To address these challenges, Grab embarked on a journey to develop a lightweight, specialized Vision LLM tailored for SEA’s unique requirements. This article delves into the technical details of this endeavor and why it matters to practitioners in the field.

Technical Overview

What is a Vision LLM?

You’re likely familiar with text-based LLMs that process prompts and generate responses. A Vision LLM extends this capability by enabling the model to understand images. The basic architecture comprises three key components:

Image Encoder: Converts an image into a numerical (vectorized) format.
Vision-Language Projector: Translates the image’s vector representation into a form understandable by the language model.
Language Model: Processes the combined image and text input to generate a final text output.

Choosing the Base Vision LLM

We evaluated several open-source models capable of performing OCR and Key Information Extraction (KIE). After thorough testing, we selected Qwen2-VL 2B as our base multimodal LLM. Here’s why:

Efficient Size: Small enough for full fine-tuning on GPUs with limited VRAM.
SEA Language Support: Efficient tokenizer for languages like Thai and Vietnamese, indicating strong native vocabulary coverage.
Dynamic Resolution: Unlike models requiring fixed-size inputs, Qwen2-VL can process images in their native resolution, crucial for preventing text distortion during OCR tasks.

Initial Benchmarks and Fine-Tuning

We benchmarked Qwen2-VL against miniCPM using Grab’s dataset. The initial results showed low accuracy, primarily due to limited coverage of SEA languages. This motivated us to fine-tune the model to enhance its OCR and KIE capabilities.

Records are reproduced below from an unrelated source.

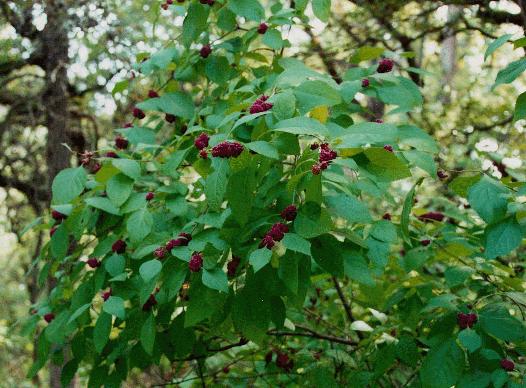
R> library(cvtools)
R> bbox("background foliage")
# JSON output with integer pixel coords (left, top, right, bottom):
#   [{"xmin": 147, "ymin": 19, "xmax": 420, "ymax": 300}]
[{"xmin": 0, "ymin": 0, "xmax": 526, "ymax": 387}]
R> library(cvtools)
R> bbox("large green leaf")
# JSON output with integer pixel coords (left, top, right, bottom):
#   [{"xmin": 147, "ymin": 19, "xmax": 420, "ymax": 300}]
[{"xmin": 51, "ymin": 167, "xmax": 87, "ymax": 205}]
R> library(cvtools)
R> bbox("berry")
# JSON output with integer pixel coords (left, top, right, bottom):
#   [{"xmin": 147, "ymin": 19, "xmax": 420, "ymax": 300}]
[
  {"xmin": 418, "ymin": 212, "xmax": 445, "ymax": 222},
  {"xmin": 249, "ymin": 95, "xmax": 274, "ymax": 114},
  {"xmin": 437, "ymin": 170, "xmax": 447, "ymax": 179},
  {"xmin": 51, "ymin": 210, "xmax": 67, "ymax": 221},
  {"xmin": 376, "ymin": 58, "xmax": 394, "ymax": 73},
  {"xmin": 132, "ymin": 107, "xmax": 146, "ymax": 120},
  {"xmin": 86, "ymin": 257, "xmax": 101, "ymax": 268},
  {"xmin": 259, "ymin": 234, "xmax": 275, "ymax": 249},
  {"xmin": 457, "ymin": 313, "xmax": 478, "ymax": 329},
  {"xmin": 258, "ymin": 23, "xmax": 268, "ymax": 35},
  {"xmin": 226, "ymin": 256, "xmax": 241, "ymax": 277},
  {"xmin": 212, "ymin": 141, "xmax": 244, "ymax": 158},
  {"xmin": 188, "ymin": 252, "xmax": 203, "ymax": 272},
  {"xmin": 111, "ymin": 240, "xmax": 126, "ymax": 253},
  {"xmin": 102, "ymin": 288, "xmax": 111, "ymax": 302},
  {"xmin": 199, "ymin": 44, "xmax": 212, "ymax": 58},
  {"xmin": 194, "ymin": 132, "xmax": 210, "ymax": 150},
  {"xmin": 280, "ymin": 205, "xmax": 298, "ymax": 221},
  {"xmin": 142, "ymin": 294, "xmax": 157, "ymax": 311},
  {"xmin": 115, "ymin": 135, "xmax": 128, "ymax": 150},
  {"xmin": 90, "ymin": 163, "xmax": 102, "ymax": 174},
  {"xmin": 153, "ymin": 247, "xmax": 166, "ymax": 259},
  {"xmin": 500, "ymin": 358, "xmax": 515, "ymax": 372}
]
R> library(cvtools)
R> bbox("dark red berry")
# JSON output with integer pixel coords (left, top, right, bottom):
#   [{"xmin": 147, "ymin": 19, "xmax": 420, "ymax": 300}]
[
  {"xmin": 115, "ymin": 135, "xmax": 128, "ymax": 150},
  {"xmin": 199, "ymin": 44, "xmax": 212, "ymax": 58},
  {"xmin": 102, "ymin": 288, "xmax": 111, "ymax": 302},
  {"xmin": 51, "ymin": 210, "xmax": 68, "ymax": 221},
  {"xmin": 194, "ymin": 132, "xmax": 210, "ymax": 150},
  {"xmin": 212, "ymin": 141, "xmax": 244, "ymax": 158},
  {"xmin": 153, "ymin": 247, "xmax": 166, "ymax": 259},
  {"xmin": 500, "ymin": 358, "xmax": 515, "ymax": 372},
  {"xmin": 111, "ymin": 240, "xmax": 126, "ymax": 253},
  {"xmin": 437, "ymin": 170, "xmax": 447, "ymax": 179},
  {"xmin": 280, "ymin": 205, "xmax": 298, "ymax": 221},
  {"xmin": 132, "ymin": 107, "xmax": 146, "ymax": 120},
  {"xmin": 259, "ymin": 234, "xmax": 276, "ymax": 249},
  {"xmin": 86, "ymin": 257, "xmax": 101, "ymax": 268},
  {"xmin": 376, "ymin": 58, "xmax": 394, "ymax": 73},
  {"xmin": 418, "ymin": 212, "xmax": 445, "ymax": 222},
  {"xmin": 188, "ymin": 252, "xmax": 203, "ymax": 272},
  {"xmin": 258, "ymin": 23, "xmax": 268, "ymax": 35}
]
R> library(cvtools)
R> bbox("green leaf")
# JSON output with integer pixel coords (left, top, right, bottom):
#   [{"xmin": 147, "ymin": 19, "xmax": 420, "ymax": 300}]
[
  {"xmin": 205, "ymin": 159, "xmax": 229, "ymax": 210},
  {"xmin": 228, "ymin": 0, "xmax": 265, "ymax": 22},
  {"xmin": 141, "ymin": 314, "xmax": 156, "ymax": 354},
  {"xmin": 484, "ymin": 34, "xmax": 513, "ymax": 60},
  {"xmin": 51, "ymin": 167, "xmax": 87, "ymax": 205},
  {"xmin": 274, "ymin": 117, "xmax": 328, "ymax": 136},
  {"xmin": 479, "ymin": 304, "xmax": 526, "ymax": 341},
  {"xmin": 312, "ymin": 0, "xmax": 331, "ymax": 22},
  {"xmin": 112, "ymin": 159, "xmax": 141, "ymax": 180},
  {"xmin": 181, "ymin": 2, "xmax": 210, "ymax": 47},
  {"xmin": 93, "ymin": 312, "xmax": 112, "ymax": 354},
  {"xmin": 126, "ymin": 208, "xmax": 153, "ymax": 243},
  {"xmin": 272, "ymin": 90, "xmax": 296, "ymax": 120},
  {"xmin": 468, "ymin": 176, "xmax": 508, "ymax": 224},
  {"xmin": 484, "ymin": 218, "xmax": 522, "ymax": 259},
  {"xmin": 205, "ymin": 55, "xmax": 232, "ymax": 84},
  {"xmin": 86, "ymin": 197, "xmax": 121, "ymax": 216},
  {"xmin": 364, "ymin": 148, "xmax": 411, "ymax": 181},
  {"xmin": 458, "ymin": 329, "xmax": 482, "ymax": 353},
  {"xmin": 491, "ymin": 58, "xmax": 526, "ymax": 89},
  {"xmin": 139, "ymin": 259, "xmax": 163, "ymax": 283},
  {"xmin": 325, "ymin": 194, "xmax": 371, "ymax": 223},
  {"xmin": 202, "ymin": 268, "xmax": 228, "ymax": 293},
  {"xmin": 294, "ymin": 80, "xmax": 342, "ymax": 114},
  {"xmin": 351, "ymin": 46, "xmax": 385, "ymax": 64},
  {"xmin": 283, "ymin": 233, "xmax": 310, "ymax": 256},
  {"xmin": 102, "ymin": 296, "xmax": 126, "ymax": 319},
  {"xmin": 263, "ymin": 28, "xmax": 285, "ymax": 50},
  {"xmin": 245, "ymin": 141, "xmax": 280, "ymax": 160},
  {"xmin": 513, "ymin": 92, "xmax": 526, "ymax": 122},
  {"xmin": 420, "ymin": 339, "xmax": 464, "ymax": 388},
  {"xmin": 106, "ymin": 174, "xmax": 133, "ymax": 207},
  {"xmin": 248, "ymin": 248, "xmax": 272, "ymax": 272}
]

Data Collection: We gathered a diverse dataset of ID cards, driver’s licenses, and registration certificates from various Southeast Asian countries.
Annotation: Manually annotated this dataset to ensure high-quality training data.
Fine-Tuning Process:
- Used transfer learning techniques to leverage the pre-trained Qwen2-VL model.
- Fine-tuned on our custom dataset using a mix of supervised and semi-supervised learning methods.
- Employed techniques like data augmentation and regularization to improve generalization.

Performance Improvements

After fine-tuning, we observed significant improvements in accuracy:

OCR Accuracy: Increased from an initial 65% to over 90% on our dataset.
KIE Accuracy: Improved from 70% to around 85%, particularly for extracting key information like names, addresses, and dates.

Implementation Details

To integrate the fine-tuned Vision LLM into our production environment, we:

Containerized the Model: Deployed it in a Docker container to ensure consistency across different environments.
API Gateway: Set up an API gateway to handle requests from various services.
Latency Optimization: Implemented caching and batch processing techniques to reduce latency.

Future Work

While our current model has shown promising results, there are still areas for improvement:

Multilingual Support: Expanding the tokenizer to cover more SEA languages.
Real-Time Processing: Enhancing the model’s performance for real-time applications.
Model Size Reduction: Further optimizing the model size without compromising accuracy.

Conclusion

Developing a specialized Vision LLM for document processing in Southeast Asia has been a significant step forward for Grab. By addressing the limitations of traditional OCR systems and open-source models, we have created a more accurate and efficient solution tailored to our region’s unique needs. This project not only enhances user experience but also sets a precedent for future AI applications in diverse linguistic environments.